Field Work Along the Trent River


Earlier this summer I spent several days doing field work in North Carolina. I was accompanied by my advisor, Rowan Lockwood, and a local expert on local invertebrate paleontology, Buck Ward. This was my first experience working in the field for an extended period of time or taking on a leadership position during data collection. I learned a lot very quickly, which I’ve been able to apply throughout the rest of my work this summer.

Field Sites

We worked on several Crassostrea gigantissima outcrops along the Trent River near Pollocksville, North Carolina. The oysters in this area are a little over 20 million years old. Most natural outcrops occur along the river, as it gradually cuts through the sediment and exposes once-buried shells. Buck has collected C. gigantissima here in the past. In fact, he collected the majority of shells I’ve borrowed from museums. With the help of his boat and a map carefully detailing outcrops along the river, we spent hours wading through the water, climbing up banks, and prying heavy shells out of the sediment.

The Haul

In total we collected about 15 buckets full of shell material from 4 different locations along the river. Interestingly, there was a wide range in preservation quality between different sites. This includes sites that were only a few hundred meters apart. Unfortunately, several sites were located beneath the water line. As the Trent has a very high organic content we’ve decided not to perform stable isotope analysis on shells collected from sites consistently submerged below water level. There’s a good chance any data collected from those shells is altered and could result in an inaccurate record.

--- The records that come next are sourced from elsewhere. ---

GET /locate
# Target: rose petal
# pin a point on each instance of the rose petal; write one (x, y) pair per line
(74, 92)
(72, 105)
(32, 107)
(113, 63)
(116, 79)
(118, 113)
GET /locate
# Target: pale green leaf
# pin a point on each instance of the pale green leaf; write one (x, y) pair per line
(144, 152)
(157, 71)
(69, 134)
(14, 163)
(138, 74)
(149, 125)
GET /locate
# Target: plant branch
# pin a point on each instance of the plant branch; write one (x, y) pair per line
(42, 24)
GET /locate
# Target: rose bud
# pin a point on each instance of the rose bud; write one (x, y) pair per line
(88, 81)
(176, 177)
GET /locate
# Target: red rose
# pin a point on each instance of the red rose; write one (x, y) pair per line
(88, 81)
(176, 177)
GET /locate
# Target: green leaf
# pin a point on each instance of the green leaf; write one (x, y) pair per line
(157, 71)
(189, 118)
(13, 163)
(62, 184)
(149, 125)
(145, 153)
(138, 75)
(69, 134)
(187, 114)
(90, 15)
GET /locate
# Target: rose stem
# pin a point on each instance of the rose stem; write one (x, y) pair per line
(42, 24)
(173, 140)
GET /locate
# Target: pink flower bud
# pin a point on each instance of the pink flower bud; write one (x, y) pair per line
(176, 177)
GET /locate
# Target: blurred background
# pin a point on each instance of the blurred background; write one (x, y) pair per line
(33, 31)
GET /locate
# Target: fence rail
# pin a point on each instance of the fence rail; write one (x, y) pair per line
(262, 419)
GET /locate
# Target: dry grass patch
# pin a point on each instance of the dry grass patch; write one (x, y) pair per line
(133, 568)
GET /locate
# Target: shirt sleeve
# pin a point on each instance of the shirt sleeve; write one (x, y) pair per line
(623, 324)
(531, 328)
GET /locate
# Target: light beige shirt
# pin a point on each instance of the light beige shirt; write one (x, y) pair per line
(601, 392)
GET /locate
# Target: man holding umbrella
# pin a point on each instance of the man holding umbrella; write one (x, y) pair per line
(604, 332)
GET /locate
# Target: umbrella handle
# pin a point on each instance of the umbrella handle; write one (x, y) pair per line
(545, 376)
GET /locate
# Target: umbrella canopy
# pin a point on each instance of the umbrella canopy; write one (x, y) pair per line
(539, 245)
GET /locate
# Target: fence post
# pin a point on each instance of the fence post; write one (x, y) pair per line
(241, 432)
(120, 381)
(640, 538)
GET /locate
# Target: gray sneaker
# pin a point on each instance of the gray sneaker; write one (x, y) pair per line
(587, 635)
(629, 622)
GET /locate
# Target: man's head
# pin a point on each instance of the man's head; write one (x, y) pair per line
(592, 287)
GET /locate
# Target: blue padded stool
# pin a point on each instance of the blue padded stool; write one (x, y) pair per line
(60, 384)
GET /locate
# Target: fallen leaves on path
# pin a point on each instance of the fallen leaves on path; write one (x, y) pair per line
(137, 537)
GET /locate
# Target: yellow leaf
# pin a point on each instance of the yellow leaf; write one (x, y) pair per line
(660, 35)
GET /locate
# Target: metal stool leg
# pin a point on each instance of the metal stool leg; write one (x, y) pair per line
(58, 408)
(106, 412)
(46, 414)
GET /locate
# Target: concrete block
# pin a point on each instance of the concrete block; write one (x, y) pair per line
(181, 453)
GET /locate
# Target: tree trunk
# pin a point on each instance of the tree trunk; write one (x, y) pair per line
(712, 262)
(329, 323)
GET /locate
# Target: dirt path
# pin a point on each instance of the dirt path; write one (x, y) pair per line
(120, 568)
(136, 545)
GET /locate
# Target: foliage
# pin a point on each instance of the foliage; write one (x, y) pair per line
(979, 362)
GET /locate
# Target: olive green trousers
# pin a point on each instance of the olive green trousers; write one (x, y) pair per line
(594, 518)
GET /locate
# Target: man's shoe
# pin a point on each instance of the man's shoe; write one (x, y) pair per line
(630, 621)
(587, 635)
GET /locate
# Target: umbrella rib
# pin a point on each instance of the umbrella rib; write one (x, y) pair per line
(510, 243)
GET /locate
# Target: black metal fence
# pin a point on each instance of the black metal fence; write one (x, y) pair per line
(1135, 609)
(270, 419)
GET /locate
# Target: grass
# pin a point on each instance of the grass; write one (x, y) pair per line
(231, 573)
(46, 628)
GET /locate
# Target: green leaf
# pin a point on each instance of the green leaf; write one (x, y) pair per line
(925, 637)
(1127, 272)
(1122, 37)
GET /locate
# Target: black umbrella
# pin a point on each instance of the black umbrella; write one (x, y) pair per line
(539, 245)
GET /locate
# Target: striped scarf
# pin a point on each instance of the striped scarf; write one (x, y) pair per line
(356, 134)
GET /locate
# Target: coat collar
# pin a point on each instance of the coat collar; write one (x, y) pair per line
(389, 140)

Once field work was completed I spent several weeks preparing each shell. Generally, this involves cutting them in half lengthwise down the hinge and removing powdered material. It’s important to only test material from the inside of the hinge as it’s the least likely to have been altered. Moving on to the next step, I’m flying to Birmingham, Alabama next week to complete the bulk of lab analysis. The results of this analysis will be the first quantitative data I’ve generated. I’m very excited to be able to assign numbers to the trends we’ve observed in the field!


Our boat, loaded up with bags and buckets of oysters!


  1. omspencer says:

    Your project sounds very interesting and involved. I also had the opportunity to try my hand out with field work this summer and it is exciting to do analyses on data that you collected yourself. I hope that all goes well with the rest of your research and you enjoy analyzing your data!

  2. Kayla Cahoon says:

    I love hearing about this amazing species! We know that changes in water temperature and depth impact species, but to be able to use those organisms to determine environmental changes (essentially working backwards) is fascinating! I look forward to your results.